Skip to main content

PCRE – Perl Compatible Regular Expressions

Overview

PCRE is a full-featured regular expression library that implements the Perl syntax and semantics. It provides powerful pattern matching capabilities, including lookarounds, backreferences, and advanced capture handling.

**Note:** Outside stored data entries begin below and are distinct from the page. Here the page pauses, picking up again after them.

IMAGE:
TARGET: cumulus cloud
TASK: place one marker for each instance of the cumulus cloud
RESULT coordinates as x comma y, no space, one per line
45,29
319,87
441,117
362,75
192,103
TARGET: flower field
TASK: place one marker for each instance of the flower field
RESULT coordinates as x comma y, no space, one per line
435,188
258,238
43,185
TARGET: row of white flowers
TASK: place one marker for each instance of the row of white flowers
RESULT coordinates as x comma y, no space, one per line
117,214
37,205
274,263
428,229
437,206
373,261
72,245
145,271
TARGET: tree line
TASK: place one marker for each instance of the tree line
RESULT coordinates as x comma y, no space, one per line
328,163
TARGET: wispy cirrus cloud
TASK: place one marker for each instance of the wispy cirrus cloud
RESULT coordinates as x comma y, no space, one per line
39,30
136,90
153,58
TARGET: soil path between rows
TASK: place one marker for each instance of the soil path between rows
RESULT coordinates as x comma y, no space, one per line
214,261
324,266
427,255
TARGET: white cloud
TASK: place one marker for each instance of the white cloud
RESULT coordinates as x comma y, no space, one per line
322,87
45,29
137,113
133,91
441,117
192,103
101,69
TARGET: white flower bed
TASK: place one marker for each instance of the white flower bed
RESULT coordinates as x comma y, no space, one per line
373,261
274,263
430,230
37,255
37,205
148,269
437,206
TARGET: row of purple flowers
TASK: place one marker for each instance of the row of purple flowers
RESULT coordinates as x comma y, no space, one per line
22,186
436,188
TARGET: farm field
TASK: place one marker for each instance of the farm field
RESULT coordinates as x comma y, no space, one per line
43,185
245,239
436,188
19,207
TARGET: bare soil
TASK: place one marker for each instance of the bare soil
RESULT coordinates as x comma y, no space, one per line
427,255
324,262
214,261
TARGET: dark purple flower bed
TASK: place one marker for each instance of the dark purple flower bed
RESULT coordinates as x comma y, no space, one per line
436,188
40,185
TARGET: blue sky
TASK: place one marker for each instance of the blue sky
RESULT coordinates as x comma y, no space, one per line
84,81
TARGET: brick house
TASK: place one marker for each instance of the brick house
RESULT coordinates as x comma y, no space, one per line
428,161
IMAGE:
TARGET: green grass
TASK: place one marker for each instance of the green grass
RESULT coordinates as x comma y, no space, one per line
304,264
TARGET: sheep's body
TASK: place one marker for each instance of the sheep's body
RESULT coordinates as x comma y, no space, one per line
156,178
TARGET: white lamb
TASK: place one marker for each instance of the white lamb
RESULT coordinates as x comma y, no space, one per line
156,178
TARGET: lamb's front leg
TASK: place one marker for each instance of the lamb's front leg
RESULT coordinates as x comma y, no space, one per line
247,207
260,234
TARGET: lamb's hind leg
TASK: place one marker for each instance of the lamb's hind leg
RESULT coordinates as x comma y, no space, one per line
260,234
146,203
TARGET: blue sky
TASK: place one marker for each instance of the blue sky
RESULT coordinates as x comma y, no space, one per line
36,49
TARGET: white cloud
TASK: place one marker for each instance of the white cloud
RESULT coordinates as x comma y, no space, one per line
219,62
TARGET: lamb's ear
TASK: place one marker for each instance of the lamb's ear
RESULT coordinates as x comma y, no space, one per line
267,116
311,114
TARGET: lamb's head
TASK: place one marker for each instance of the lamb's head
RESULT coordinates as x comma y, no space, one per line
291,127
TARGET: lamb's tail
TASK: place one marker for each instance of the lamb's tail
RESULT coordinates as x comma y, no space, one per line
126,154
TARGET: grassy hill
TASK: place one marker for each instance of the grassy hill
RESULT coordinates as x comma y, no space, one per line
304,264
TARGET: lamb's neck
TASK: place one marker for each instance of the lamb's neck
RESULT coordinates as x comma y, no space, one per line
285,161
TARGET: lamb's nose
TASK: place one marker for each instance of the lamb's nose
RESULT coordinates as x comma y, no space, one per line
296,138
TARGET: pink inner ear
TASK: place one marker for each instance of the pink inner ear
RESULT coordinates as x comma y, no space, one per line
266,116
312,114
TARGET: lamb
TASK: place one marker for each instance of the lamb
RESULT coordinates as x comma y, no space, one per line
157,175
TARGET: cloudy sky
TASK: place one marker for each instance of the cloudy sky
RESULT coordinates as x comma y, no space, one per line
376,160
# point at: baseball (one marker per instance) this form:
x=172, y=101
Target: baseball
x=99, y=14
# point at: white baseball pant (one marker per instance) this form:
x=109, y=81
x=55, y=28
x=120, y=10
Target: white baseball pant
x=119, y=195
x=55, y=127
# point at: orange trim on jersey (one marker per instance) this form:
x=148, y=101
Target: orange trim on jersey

PCRE uses a backtracking engine, which allows flexible and expressive regex patterns but can lead to exponential execution time for certain pathological patterns. It is best suited for controlled environments where input patterns are trusted, such as batch processing or offline text analysis.

Key Features

  • Full Perl syntax support: Lookaheads, lookbehinds, backreferences, and conditional patterns.
  • Dynamic compilation: Regex patterns can be compiled at runtime.
  • Capture groups: Supports numbered and named captures.
  • Unicode support: Handles UTF-8, UTF-16, and other encodings.
  • Flexible matching options: Partial matches, global matches, and custom flags.

Typical Use Cases

  • Offline text processing and transformation.
  • Advanced pattern matching for logs, documents, or corpora.
  • Controlled batch analytics where performance guarantees are not critical.

Industrial Fit

RequirementPCRE Support
Full Perl regex syntax✔️
Dynamic pattern compilation✔️
Safe for untrusted input
Predictable performance
Capture groups✔️
Unicode support✔️

C++ Example

#include <pcre.h>
#include <iostream>
#include <string>

int main() {
const char* pattern = "User: (\\w+), Score: (\\d+)";
const char* subject = "User: Alice, Score: 42";
const char* error;
int erroffset;

pcre* re = pcre_compile(pattern, 0, &error, &erroffset, nullptr);
if (!re) return 1;

int ovector[30];
int rc = pcre_exec(re, nullptr, subject, strlen(subject), 0, 0, ovector, 30);
if (rc >= 0) {
std::cout.write(subject + ovector[2], ovector[3] - ovector[2]);
std::cout << " ";
std::cout.write(subject + ovector[4], ovector[5] - ovector[4]);
std::cout << std::endl;
}

pcre_free(re);
return 0;
}